Pemerintah, dalam hal ini, Kementerian Perhubungan (Kemenhub) mulai mengumpulkan seluruh operator penerbangan, mulai dari maskapai, operator bandara hingga operator navigasi penerbangan untuk mencari solusi bersama, di antaranya mengeluarkan insentif untuk mengurangi beban biaya operasional.

Salah solusi yang dikeluarkan Kemenhub adalah menerbitkan Peraturan Menteri (PM) Nomor 20 Tahun 2019 tentang Tata Cara dan Formulasi Perhitungan Tarif Batas Atas Penumpang Pelayanan Kelas Ekonomi Angkutan Udara Niaga Berjadwal Dalam Negeri.

Selain itu, Kemenhub juga merilis turunan aturannya dalam bentuk Keputusan Menteri Perhubungan Nomor KM 72 Tahun 2019 Tentang Tarif Batas Atas Penumpang Pelayanan Kelas Ekonomi Angkutan Udara Niaga Berjadwal Dalam Negeri.

Dalam PM 20/2019 ditetapkan tarif batas bawah dinaikkan menjadi 35 persen dari tarif batas atas yang sebelumnya 30 persen dari tarif batas atas pada PM 14 Tahun 2016. Namun, upaya tersebut belum kunjung mampu menurunkan tiket pesawat yang masih betah "melangit".

Pada akhirnya permasalah tiket pesawat ini harus dibawa ke Kementerian Koordinator Bidang Perekonomian dan dilakukan sejumlah rapat koordinasi.

Salah satu hasilnya adalah pemerintah dan maskapai sepakat menentukan besaran penurunan harga tiket pesawat berbiaya murah atau Low Cost Carrier (LCC) sebesar 50 persen dari tarif batas atas pada hari dan jam tertentu.

“Penerbangan murah disediakan oleh pemerintah untuk jadwal keberangkatan pada hari Selasa, Kamis, dan Sabtu mulai pukul 10.00 sampai 14.00 untuk penerbangan LCC domestik tipe pesawat jet, dengan memberikan penurunan tarif 50 persen dari TBA LCC, untuk alokasi kursi 30 persen dari total kapasitas pesawat,” ujar Sekretaris Kementerian Koordinator Bidang Perekonomian Susiwijono.

Kebijakan yang ditetapkan pemerintah guna menyediakan penerbangan murah domestik jadwal tertentu, di antaranya untuk Citilink sejumlah 62 per hari per hari (Selasa, Kamis, dan Sabtu) dengan total saat ini 3.348 kursi.

Adapun untuk Lion Air Group sejumlah 146 penerbangan per hari (Selasa, Kamis, dan Sabtu) dengan total saat ini 8.278 kursi.

Kebijakan tersebut mulai efektif pada Kamis (11/7) besok di mana penerbangan yang ditetapkan sebagai penerbangan murah ini akan mengikuti mekanisme izin rute dari Dirjen Perhubungan Udara Kemenhub.
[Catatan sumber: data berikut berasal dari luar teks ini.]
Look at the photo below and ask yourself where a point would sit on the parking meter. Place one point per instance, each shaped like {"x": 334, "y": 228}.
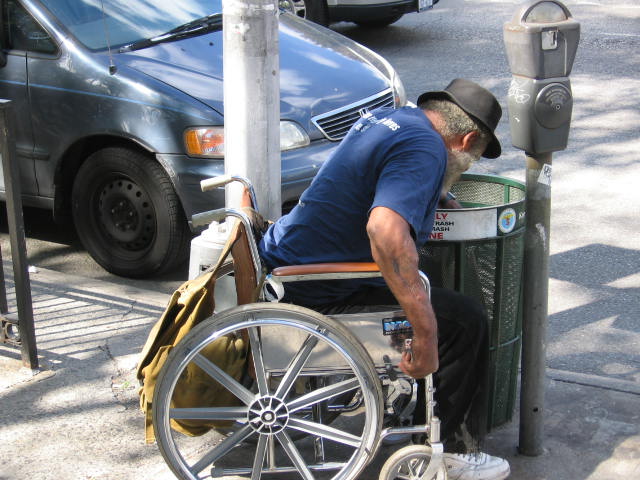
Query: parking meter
{"x": 541, "y": 42}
Berikut juga pengawasan atas kebijakan ini akan dilaksanakan oleh Dirjen Perhubungan Udara Kemenhub.

Untuk mengawal pelaksanaan kebijakan ini akan dilakukan rapat pengawasan dan monitoring secara periodik.


Belum efektif

Namun, menurut President Director Aviatory Indonesia Ziva Narendra Arifin, skema tersebut tidak efektif dan hanya bersifat sementara karena permasalahan beban biaya merupakan permasalahan industri maskapai secara keseluruhan, bukan sektoral.

“Pengaturan tarif mungkin bisa membawa manfaat namun sifatnya sangat mikro dan tidak seimbang,” ujarnya.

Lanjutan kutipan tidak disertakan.